> From: [email protected] [mailto:[email protected]] On Behalf
> Of Brian Mathis
> 
> Acronis and other disk imaging tools should have no problem with FDE.
> The FDE drivers work at a layer below the OS and filesystem, and

Sorry, that's not correct.  First of all, I tested it here today, with
TrueImage and TrueCrypt.  After encrypting the whole disk with truecrypt,
poor little trueimage won't even run ... So I checked acronis support, and
they acknowledge all over the place that it doesn't work.
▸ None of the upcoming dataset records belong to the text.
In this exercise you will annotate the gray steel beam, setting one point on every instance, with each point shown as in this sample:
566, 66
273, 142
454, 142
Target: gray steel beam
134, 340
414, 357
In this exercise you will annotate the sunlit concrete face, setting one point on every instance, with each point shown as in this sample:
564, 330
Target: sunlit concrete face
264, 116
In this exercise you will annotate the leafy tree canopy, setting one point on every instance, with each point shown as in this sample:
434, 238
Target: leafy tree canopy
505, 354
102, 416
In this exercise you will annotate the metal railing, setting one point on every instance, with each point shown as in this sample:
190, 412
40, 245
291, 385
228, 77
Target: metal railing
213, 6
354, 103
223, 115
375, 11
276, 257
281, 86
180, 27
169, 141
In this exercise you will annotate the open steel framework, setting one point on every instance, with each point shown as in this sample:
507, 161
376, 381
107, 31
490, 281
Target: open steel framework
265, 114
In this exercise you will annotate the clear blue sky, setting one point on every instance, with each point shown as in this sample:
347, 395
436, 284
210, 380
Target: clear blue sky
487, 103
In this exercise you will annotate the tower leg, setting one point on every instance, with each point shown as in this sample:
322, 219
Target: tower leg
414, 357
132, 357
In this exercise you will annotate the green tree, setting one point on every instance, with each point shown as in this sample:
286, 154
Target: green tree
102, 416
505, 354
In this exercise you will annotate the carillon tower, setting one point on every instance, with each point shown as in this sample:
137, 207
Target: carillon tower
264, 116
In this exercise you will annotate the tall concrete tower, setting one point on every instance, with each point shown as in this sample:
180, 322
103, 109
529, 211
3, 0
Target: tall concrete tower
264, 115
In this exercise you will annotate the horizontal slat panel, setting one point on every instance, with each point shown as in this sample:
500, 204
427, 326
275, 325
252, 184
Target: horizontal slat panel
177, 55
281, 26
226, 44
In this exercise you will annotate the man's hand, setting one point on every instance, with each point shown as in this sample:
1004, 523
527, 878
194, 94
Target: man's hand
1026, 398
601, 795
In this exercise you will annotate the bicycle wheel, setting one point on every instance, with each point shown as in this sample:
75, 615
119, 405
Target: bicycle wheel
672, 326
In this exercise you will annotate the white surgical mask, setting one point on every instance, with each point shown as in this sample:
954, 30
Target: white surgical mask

They say your options are:  (a) Decrypt the drive, perform a backup, and
re-encrypt the drive, or (b) perform a byte-for-byte image of the drive, in
which case, the entire drive including empty space will be backed up, and
you can't do incrementals.

This seems to be the general case.  General WDE / FDE solutions are not
compatible with general complete system backups.  There are some exceptions
... There is a Casper backup product which is made explicitly to work with
PGP, for example.

What I'm looking for are those cases ... Which WDE/FDE solutions are
compatible with which complete-system incremental backup solutions.


> I have made images many times using the built-in Complete PC Backup,
> and restored them with no problem.  The only issue is that the image
> you make is not encrypted, so that media is vulnerable, as well as
> when you restore the image you need to re-encrypt the disk.

That is valuable information.  I assume you're talking about Backup &
Restore center, in Windows 7 Pro/Ultimate, right?  What are you using for
encryption?

...

Since you said the encryption is taking place below the OS level, I wanted
to expand upon my reply on that:

The encryption is somehow happening both *before* the OS starts, and also
*inside* the OS.  But the encryption does not stay below the OS while the OS
is running.  This is evidenced by several facts:  (a) when I benchmark my
system with encryption on it, I see the "System" process consuming a large
amount of CPU.  This would not happen, for example, if my OS were a guest in
a virtualization setup where the host was handling encryption outside of my
OS.  So I conclude, my OS is performing the encryption, probably in a
driver.  (b) If the encryption were happening underneath the OS, then the OS
would be free to do whatever it likes ... repartition, reformat, or install
any OS you wish.  This would imply you can install any OS you wish, and
there is no encryption software that I can find, which is compatible with
all OSes.

I suspect that the truecrypt bootloader is able to decrypt enough to launch
the NT kernel, and then the NT kernel is loading a special driver to handle
the encrypted disk instead of the generic / standard sata disk driver.